Today’s edition of USA Today includes an op-ed by HLS Professor David B. Wilkins ’80, “USDA official victim of ‘high-tech lynching,’” on the firing of U.S. Department of Agriculture official Shirley Sherrod. Wilkins is the Lester Kissel Professor of Law at Harvard and the director of the Program on the Legal Profession.

During his confirmation hearings for a seat on the U.S. Supreme Court in 1991, Clarence Thomas famously described the news media’s treatment of the allegations that he had sexually harassed a young female co-worker during his tenure as head of the Equal Employment Opportunity Commission as a “high-tech lynching.”

In Thomas’ case, the claim was little more than clever hyperbole. In the case of what has just been done to fired U.S. Department of Agriculture official Shirley Sherrod, it is true — and especially poignant since as she makes clear at the beginning of her grotesquely misquoted speech, Sherrod is all too familiar with the good old-fashioned low-tech variety.

We now know that the caricature of Sherrod as a blatant racist who intentionally failed to assist a poor white farmer solely because of his race painted by right-wing blogger Andrew Breitbart and his enablers on Fox News— and sadly swallowed whole by no less than the NAACP and Secretary of Agriculture Tom Vilsack— is patently false. To the contrary, the entire point of her speech was to underscore, as she repeatedly says, that “the struggle is really about poor people,” and about how the system works almost as poorly for poor whites as it does for poor blacks.
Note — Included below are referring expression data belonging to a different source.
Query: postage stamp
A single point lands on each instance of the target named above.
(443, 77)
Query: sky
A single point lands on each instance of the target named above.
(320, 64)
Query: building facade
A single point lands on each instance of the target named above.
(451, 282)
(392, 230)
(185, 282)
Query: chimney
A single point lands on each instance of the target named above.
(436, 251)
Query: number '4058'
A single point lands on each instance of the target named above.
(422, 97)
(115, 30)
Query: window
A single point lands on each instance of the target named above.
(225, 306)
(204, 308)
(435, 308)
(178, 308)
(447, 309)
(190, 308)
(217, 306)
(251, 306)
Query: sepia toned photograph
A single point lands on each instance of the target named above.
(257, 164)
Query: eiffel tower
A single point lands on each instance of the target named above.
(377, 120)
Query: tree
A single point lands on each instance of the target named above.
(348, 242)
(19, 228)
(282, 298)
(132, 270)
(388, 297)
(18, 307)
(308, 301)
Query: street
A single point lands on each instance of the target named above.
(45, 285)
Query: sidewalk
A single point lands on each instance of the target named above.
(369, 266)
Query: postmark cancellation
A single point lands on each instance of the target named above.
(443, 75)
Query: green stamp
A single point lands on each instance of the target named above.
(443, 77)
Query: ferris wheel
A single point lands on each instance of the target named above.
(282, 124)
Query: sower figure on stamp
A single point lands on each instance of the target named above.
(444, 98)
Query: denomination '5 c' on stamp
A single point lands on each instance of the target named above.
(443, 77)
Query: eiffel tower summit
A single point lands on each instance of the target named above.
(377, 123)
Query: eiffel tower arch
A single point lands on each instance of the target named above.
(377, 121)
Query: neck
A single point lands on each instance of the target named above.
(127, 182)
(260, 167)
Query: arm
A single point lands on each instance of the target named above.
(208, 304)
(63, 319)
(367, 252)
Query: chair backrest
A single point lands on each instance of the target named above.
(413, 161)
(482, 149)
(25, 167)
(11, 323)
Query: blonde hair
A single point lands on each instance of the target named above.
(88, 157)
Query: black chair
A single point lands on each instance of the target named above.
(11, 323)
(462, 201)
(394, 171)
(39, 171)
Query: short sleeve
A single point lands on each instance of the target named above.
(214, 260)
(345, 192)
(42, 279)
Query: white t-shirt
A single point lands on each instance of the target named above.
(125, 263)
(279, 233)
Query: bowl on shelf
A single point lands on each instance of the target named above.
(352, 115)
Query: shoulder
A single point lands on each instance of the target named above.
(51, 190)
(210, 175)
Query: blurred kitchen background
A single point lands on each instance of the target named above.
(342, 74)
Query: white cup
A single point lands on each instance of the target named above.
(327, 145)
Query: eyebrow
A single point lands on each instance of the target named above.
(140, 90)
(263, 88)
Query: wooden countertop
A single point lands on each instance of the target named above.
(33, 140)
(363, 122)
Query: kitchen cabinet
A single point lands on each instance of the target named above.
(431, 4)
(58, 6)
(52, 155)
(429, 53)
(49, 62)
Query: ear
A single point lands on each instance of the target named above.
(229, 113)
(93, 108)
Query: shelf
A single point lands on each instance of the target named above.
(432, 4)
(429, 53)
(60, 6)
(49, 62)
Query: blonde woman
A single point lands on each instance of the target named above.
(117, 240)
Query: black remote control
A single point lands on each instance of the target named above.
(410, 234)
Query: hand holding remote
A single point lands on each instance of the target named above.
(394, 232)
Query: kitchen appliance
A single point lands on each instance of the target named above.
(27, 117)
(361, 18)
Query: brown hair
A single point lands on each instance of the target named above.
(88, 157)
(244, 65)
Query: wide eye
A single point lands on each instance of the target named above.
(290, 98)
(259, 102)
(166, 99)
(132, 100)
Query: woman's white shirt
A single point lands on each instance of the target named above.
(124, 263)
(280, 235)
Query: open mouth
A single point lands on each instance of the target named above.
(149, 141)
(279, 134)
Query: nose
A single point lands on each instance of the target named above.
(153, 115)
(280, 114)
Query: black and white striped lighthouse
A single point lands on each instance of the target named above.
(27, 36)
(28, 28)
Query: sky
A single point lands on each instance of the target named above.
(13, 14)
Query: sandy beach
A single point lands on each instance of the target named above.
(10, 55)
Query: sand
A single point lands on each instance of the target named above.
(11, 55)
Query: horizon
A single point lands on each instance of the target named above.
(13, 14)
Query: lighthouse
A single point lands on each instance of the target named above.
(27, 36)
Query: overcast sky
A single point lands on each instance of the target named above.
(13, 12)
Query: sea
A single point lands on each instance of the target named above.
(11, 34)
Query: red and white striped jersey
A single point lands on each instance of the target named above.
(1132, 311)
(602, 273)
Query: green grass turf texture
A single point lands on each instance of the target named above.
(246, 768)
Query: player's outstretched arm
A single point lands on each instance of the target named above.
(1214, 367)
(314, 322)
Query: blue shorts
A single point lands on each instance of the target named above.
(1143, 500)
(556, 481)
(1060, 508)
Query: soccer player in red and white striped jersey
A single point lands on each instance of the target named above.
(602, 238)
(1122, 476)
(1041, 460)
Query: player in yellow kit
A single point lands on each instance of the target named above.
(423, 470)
It is only after explicitly making this point that Sherrod recounts her 20-year-old story about a white farmer to whom at first she felt obliged to give only minimal assistance, assuming that the system would take care of his claim. But when she realized that this person, who she assumed came from a position of privilege simply because of his race, was about to slip through a crack in the regulations designed to prevent people like him from foreclosure — and that the white lawyer she had assumed would handle his problem was doing nothing to help — Sherrod jumps into action “calling everyone” to help save the farmer’s land. The lesson, Sherrod tells the NAACP audience, is simple: “God helped me to see that it is not about black people but about poor people,” and that “we have to work together” to “overcome the divisions we have.” Hardly the words of a flagrant racist.